I don't really know where to start about Brexit. I, and many others I know well, have been tremendously moved and upset by the recent vote by the British to leave the European Union. No matter how you look at it it's a crazy result. The funny thing is that all of my elder relations voted to leave the EU. My parents and my in-laws all saw it as a good thing to leave. They don't all think that way after they saw the outcome, however. I see myself as a Europoean. For as long as I can remember I have looked over La Manche to the rest of Europe and considered it to be a continuation of my home. Obviously I haven't lived there for any significant length of time, but it has felt accessible to me as a British/Irish citizen.

I feel different since the referendum vote. I now don't associate myself as British. I don't associate myself with the 52% of those people who bothered to vote, and voted to leave. They are either misinformed, bigotedly inclined against immigration or, of course, genuinely racist. Either way I can't understand the thinking and it has made me determined to leave the country. It's probably no bad thing to think bigger than the small isles off the coast of Europe and I feel good to be considering all the incredible options around the world, both for me and for my boys. There are some years yet before I ought to consider this, but a university place in a foreign country would be a great idea for me as an academic and for my boys as undergraduates. I will be aspiring to this in any event and the adventure that could ensue might be a life-changing, re-vitalising excursion to change everything.


-- Bob --

I took a trip to Canada in August to present some ideas at an academic workshop. The weekend I spent in Waterloo was wonderful. Lovely, welcoming people and lots of fun and interesting events really made it a truly memorable time and I am hoping to maintain a collaboration with the great people I met there.

While staying in the Waterloo Hotel, which was a fine renovated place with great rooms and fantastic location in the centre of Waterloo, I happened to be taking a walk on the Friday, during a bit of a heatwave. I don't remember what it was that drew me to the poster, but I happened to see that Bob Log III was playing a concert on the Saturday just a few doors down from the hotel. I only really knew Bob Log by name and therefore I didn't think too much of it except that it would be fun to go to something like that while doing some academic work.

The next day I delivered my talk, for which I had been quite anxious. I was hugely relieved to complete my work. In the evening we had a nice evening meal as a group and, one super Old Fashioned and a couple of beers later, I took it to try to get into the Bob Log gig. Daniel (who didn't know Bob Log at all) and I took a walk up the street and paid $20 each to get into the Jane Bond bar. This was a bit of a risk seeing as neither of us knew the guy well enough, but I was determined to take a risk and I had a good feeling (perhaps from the beer).

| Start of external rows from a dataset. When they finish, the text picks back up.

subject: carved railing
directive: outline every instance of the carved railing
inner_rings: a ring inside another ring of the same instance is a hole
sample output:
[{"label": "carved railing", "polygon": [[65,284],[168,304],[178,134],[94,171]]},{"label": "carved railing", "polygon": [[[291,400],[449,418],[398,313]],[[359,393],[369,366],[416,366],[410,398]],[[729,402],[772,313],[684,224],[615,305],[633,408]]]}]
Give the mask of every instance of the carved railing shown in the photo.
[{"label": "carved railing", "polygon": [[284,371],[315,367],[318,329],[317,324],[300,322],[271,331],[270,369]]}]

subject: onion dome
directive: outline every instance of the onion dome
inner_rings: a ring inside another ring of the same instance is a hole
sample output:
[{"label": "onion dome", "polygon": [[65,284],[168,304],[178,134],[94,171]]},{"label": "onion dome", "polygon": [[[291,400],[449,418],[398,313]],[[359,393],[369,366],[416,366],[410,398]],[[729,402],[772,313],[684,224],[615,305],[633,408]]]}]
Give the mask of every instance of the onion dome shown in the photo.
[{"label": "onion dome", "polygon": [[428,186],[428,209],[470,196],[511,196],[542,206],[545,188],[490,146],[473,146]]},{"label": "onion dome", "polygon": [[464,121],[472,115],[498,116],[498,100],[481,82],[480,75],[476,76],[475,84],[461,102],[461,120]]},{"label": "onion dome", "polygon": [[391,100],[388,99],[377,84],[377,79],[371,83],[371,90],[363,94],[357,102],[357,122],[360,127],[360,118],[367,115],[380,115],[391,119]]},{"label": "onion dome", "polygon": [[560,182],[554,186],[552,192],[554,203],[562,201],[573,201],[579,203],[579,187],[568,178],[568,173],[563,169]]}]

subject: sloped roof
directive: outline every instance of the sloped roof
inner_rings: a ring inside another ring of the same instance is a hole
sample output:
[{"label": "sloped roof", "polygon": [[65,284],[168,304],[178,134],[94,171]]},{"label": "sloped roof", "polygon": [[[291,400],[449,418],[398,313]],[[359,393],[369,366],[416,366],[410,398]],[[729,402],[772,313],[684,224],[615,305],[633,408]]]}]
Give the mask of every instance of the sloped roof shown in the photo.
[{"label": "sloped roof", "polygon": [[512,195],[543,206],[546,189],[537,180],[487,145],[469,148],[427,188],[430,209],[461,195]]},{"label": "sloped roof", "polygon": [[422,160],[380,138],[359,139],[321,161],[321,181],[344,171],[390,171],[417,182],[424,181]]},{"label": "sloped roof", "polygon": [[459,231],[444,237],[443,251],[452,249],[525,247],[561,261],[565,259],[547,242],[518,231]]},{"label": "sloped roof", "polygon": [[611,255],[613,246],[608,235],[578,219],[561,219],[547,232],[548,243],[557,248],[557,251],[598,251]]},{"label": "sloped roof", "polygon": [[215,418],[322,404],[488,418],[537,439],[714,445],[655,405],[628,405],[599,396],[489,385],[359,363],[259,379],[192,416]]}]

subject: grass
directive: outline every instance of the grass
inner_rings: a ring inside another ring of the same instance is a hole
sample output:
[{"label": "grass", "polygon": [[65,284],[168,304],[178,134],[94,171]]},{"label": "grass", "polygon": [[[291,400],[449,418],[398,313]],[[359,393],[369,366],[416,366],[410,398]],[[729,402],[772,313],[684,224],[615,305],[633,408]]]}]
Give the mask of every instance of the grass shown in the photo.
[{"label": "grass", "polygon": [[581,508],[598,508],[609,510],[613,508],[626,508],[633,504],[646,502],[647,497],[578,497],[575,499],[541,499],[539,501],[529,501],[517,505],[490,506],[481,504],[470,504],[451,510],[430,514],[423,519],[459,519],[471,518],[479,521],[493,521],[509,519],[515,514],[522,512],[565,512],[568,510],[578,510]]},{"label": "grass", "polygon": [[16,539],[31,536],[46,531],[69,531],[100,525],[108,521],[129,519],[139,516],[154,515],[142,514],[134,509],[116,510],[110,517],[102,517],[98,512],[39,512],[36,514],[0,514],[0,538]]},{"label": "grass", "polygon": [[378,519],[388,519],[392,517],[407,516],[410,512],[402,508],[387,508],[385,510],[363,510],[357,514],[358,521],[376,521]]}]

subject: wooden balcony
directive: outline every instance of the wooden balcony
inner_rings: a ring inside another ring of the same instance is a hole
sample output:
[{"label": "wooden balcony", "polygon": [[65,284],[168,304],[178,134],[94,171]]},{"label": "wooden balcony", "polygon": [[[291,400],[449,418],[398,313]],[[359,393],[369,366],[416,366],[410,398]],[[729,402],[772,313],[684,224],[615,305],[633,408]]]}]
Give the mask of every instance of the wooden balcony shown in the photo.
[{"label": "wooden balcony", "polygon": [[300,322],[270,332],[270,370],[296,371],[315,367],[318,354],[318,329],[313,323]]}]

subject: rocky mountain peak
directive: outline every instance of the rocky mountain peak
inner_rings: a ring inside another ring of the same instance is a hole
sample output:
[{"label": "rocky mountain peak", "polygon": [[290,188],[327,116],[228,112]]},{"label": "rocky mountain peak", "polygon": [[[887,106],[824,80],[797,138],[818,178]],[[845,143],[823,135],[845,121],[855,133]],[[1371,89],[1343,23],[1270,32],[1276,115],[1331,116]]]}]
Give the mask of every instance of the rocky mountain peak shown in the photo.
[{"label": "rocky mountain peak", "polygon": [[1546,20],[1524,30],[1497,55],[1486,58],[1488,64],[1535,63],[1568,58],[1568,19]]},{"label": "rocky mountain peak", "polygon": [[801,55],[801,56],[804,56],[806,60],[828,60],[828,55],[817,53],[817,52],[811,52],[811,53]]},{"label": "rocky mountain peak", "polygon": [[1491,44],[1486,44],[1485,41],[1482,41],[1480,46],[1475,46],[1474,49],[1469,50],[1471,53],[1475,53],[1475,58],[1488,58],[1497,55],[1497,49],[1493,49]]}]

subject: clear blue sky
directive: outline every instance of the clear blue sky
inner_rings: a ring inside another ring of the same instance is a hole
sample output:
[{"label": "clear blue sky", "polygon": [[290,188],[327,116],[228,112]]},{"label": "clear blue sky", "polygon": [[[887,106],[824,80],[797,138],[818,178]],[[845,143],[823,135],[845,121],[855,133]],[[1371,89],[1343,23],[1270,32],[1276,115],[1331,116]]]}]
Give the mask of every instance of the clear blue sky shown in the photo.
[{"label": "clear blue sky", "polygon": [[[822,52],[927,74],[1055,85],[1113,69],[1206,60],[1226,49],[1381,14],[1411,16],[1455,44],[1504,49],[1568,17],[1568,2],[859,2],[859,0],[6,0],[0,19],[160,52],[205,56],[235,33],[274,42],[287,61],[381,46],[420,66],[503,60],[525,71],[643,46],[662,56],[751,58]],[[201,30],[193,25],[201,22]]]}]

Well I was not disappointed. Bob Log was sensational! More beer was downed and I just couldn't believe that the small bar (packed with locals out for fun) was the venue where he could get away with seriously groovy and clever music. Best of all though were the hilarity and shenanigans. I just loved the attitude and the vibe and it was, in the end, such a great night that I put it into second place in my best gig ever list.

I am, of course, seeking to see him play live again, but I know it won't be the same as that relieved, hot, sticky, boozy, hilarious night in Ontario.